Official game data in the Journal "Scientific Data"

Heatmap of Jamal Musiala in the match against Cologne (matchday 34): substituted in the 85th minute, plays more in the right half-space, only briefly in his typical position (left half-space), scores the 2:1 winning goal from there (left edge of the penalty area) to win the championship. Direction of play from left to right.

Until now, many scientists and coaches have had to rely on video footage for their match analyses in professional soccer in order to evaluate performances and study opponents. Employees of the Institute of Exercise Training and Sport Informatics at the German Sport University Cologne, in collaboration with the DFL German Football League, have now been able to partially close this gap by providing data from selected matches.

The official match data will be published in the journal Scientific Data in mid-February under the title "An integrated dataset of spatiotemporal and event data in elite soccer". "Data-driven match analysis in soccer is a growing discipline in both research and practice. However, there is hardly any public data available, which increases the barrier to entry into this field and reduces the reproducibility of methods and results," says Prof. Dr. Daniel Memmert, Head of the Institute of Exercise Training and Sport Informatics at the German Sport University Cologne, describing the initial situation. Memmert and his colleagues Manuel Bassek, Robert Rein and Hendrik Weber are therefore all the more pleased to be able to publish a data set with official match information, event and position data in a renowned journal. This involves two Bundesliga matches and five 2. Bundesliga matches in the 2022/23 season.

The match information contains metadata on the matches and their participants. The event data includes timestamps and descriptions of individual events such as passes, shots or fouls. The position data includes the x/y coordinates of each player and the ball, so that the players' routes and the movement of the ball can be traced exactly.
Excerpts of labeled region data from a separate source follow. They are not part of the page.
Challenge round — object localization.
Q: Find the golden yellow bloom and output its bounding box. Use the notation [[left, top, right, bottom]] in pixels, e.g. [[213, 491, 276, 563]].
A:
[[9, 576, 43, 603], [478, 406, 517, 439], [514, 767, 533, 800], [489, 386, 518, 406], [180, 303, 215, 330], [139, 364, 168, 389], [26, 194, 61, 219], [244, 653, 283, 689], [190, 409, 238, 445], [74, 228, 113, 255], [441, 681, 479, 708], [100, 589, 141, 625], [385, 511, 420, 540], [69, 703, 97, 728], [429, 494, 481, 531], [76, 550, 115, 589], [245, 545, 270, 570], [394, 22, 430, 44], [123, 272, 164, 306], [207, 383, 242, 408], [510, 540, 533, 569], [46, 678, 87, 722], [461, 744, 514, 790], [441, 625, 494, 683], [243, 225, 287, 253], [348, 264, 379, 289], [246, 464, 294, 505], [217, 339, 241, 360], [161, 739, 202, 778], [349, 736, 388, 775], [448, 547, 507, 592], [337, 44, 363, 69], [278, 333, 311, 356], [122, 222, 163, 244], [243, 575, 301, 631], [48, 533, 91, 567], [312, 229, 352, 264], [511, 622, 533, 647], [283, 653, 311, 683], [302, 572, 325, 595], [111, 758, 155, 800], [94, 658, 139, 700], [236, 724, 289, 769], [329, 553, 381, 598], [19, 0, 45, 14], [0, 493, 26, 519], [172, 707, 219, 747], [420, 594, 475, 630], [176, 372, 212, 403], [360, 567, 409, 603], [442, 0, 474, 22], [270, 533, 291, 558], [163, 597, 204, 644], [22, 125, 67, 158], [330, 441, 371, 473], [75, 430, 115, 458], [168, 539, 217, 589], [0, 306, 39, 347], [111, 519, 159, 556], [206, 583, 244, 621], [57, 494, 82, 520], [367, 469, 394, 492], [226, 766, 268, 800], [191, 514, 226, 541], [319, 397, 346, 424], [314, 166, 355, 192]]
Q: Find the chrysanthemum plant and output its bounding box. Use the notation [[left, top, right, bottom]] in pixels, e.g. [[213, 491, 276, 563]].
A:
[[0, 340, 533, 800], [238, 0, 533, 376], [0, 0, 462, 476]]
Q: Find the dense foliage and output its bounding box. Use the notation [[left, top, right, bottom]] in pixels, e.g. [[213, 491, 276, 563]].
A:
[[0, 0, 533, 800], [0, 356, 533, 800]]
By integrating multiple data modalities - i.e. event logs with timestamps and x/y coordinates of player and ball positions - the dataset provides a multi-dimensional view of the game dynamics.

This data set is intended to help test existing analysis techniques and develop new methods for sports analysis. "We are making the data available under the Creative Commons license CC-BY 4.0. In doing so, we want to promote innovation, reproducibility and open science in match analysis research," says Dr. Hendrik Weber from the DFL's Sports Technology & Innovation Directorate. This also ties in with a current research project by Prof. Daniel Memmert's team, which was and is funded by the Federal Ministry of Education and Research (BMBF) and the German Research Foundation (DFG): The new platform for sports data analysis "floodlight" includes data processing processes to simplify and standardize performance indicators and was also designed as a freely accessible package.

Source:

Bassek, M., Rein, R., Weber, H., & Memmert, D. (2025). An integrated dataset of spatiotemporal and event data in elite soccer. Scientific Data, 12(1), 195.